DIVISION 10. PREVENTION OF DOMESTIC VIOLENCE [6200 - 6460]

  ( Division 10 repealed and added by Stats. 1993, Ch. 219, Sec. 154. )
  

PART 4. PROTECTIVE ORDERS AND OTHER DOMESTIC VIOLENCE PREVENTION ORDERS [6300 - 6389]

  ( Part 4 added by Stats. 1993, Ch. 219, Sec. 154. )
  

CHAPTER 2. Issuance of Orders [6320 - 6361]

  ( Chapter 2 added by Stats. 1993, Ch. 219, Sec. 154. )
  

ARTICLE 1. Ex Parte Orders [6320 - 6327]
  ( Article 1 added by Stats. 1993, Ch. 219, Sec. 154. )

  
6320.  

(a) The court may issue an ex parte order enjoining a party from molesting, attacking, striking, stalking, threatening, sexually assaulting, battering, credibly impersonating as described in Section 528.5 of the Penal Code, falsely personating as described in Section 529 of the Penal Code, harassing, telephoning, including, but not limited to, making annoying telephone calls as described in Section 653m of the Penal Code, destroying personal property, contacting, either directly or indirectly, by mail or otherwise, coming within a specified distance of, or disturbing the peace of the other party, and, in the discretion of the court, on a showing of good cause, of other named family or household members.
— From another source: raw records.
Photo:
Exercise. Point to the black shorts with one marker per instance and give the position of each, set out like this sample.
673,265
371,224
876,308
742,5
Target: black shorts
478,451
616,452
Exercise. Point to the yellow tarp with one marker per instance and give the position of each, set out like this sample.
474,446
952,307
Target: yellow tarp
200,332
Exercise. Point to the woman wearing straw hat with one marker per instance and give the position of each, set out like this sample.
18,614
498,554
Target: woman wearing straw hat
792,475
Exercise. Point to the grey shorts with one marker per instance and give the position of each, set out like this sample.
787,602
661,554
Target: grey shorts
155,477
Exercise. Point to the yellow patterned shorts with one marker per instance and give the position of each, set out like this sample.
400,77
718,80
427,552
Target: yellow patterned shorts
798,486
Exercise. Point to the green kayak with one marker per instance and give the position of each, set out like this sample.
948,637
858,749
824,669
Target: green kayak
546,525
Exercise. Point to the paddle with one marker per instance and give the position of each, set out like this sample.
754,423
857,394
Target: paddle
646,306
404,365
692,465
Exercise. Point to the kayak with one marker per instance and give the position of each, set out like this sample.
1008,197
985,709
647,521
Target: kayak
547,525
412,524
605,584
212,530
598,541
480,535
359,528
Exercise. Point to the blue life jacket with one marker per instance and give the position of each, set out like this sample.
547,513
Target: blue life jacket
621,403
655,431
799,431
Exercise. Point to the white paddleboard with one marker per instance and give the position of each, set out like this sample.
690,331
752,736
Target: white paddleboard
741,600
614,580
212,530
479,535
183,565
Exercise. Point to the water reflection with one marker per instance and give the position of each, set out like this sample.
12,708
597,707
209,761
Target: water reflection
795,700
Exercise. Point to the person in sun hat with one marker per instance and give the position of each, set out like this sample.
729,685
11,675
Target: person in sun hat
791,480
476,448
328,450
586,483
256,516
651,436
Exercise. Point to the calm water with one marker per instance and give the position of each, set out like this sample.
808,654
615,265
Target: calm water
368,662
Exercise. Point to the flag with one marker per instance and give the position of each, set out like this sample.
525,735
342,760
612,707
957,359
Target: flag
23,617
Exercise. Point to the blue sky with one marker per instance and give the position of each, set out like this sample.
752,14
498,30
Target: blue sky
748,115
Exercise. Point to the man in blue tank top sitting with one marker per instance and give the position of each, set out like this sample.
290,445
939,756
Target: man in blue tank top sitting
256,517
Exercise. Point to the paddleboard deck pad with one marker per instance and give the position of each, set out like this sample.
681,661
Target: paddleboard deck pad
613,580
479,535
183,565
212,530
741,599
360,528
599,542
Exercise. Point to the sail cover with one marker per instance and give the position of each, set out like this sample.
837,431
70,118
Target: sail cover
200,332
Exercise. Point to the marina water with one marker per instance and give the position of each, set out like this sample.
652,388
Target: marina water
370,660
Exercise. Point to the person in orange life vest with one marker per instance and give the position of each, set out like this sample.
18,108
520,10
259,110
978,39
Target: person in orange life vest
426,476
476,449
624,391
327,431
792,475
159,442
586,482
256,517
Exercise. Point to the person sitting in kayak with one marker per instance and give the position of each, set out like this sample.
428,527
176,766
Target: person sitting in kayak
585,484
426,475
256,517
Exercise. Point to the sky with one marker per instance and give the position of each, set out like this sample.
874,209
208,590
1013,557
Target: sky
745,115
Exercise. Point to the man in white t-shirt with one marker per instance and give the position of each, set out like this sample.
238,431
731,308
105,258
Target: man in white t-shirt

(b) On a showing of good cause, the court may include in a protective order a grant to the petitioner of the exclusive care, possession, or control of any animal owned, possessed, leased, kept, or held by either the petitioner or the respondent or a minor child residing in the residence or household of either the petitioner or the respondent. The court may order the respondent to stay away from the animal and forbid the respondent from taking, transferring, encumbering, concealing, molesting, attacking, striking, threatening, harming, or otherwise disposing of the animal.

(c) As used in this subdivision (a), “disturbing the peace of the other party” refers to conduct that, based on the totality of the circumstances, destroys the mental or emotional calm of the other party. This conduct may be committed directly or indirectly, including through the use of a third party, and by any method or through any means including, but not limited to, telephone, online accounts, text messages, internet-connected devices, or other electronic technologies. This conduct includes, but is not limited to, coercive control, which is a pattern of behavior that in purpose or effect unreasonably interferes with a person’s free will and personal liberty. Examples of coercive control include, but are not limited to, unreasonably engaging in any of the following:

(1) Isolating the other party from friends, relatives, or other sources of support.

(2) Depriving the other party of basic necessities.

(3) Controlling, regulating, or monitoring the other party’s movements, communications, daily behavior, finances, economic resources, or access to services.

(4) Compelling the other party by force, threat of force, or intimidation, including threats based on actual or suspected immigration status, to engage in conduct from which the other party has a right to abstain or to abstain from conduct in which the other party has a right to engage.

(d) This section does not limit any remedies available under this act or any other provision of law.

(Amended by Stats. 2020, Ch. 248, Sec. 2. (SB 1141) Effective January 1, 2021.)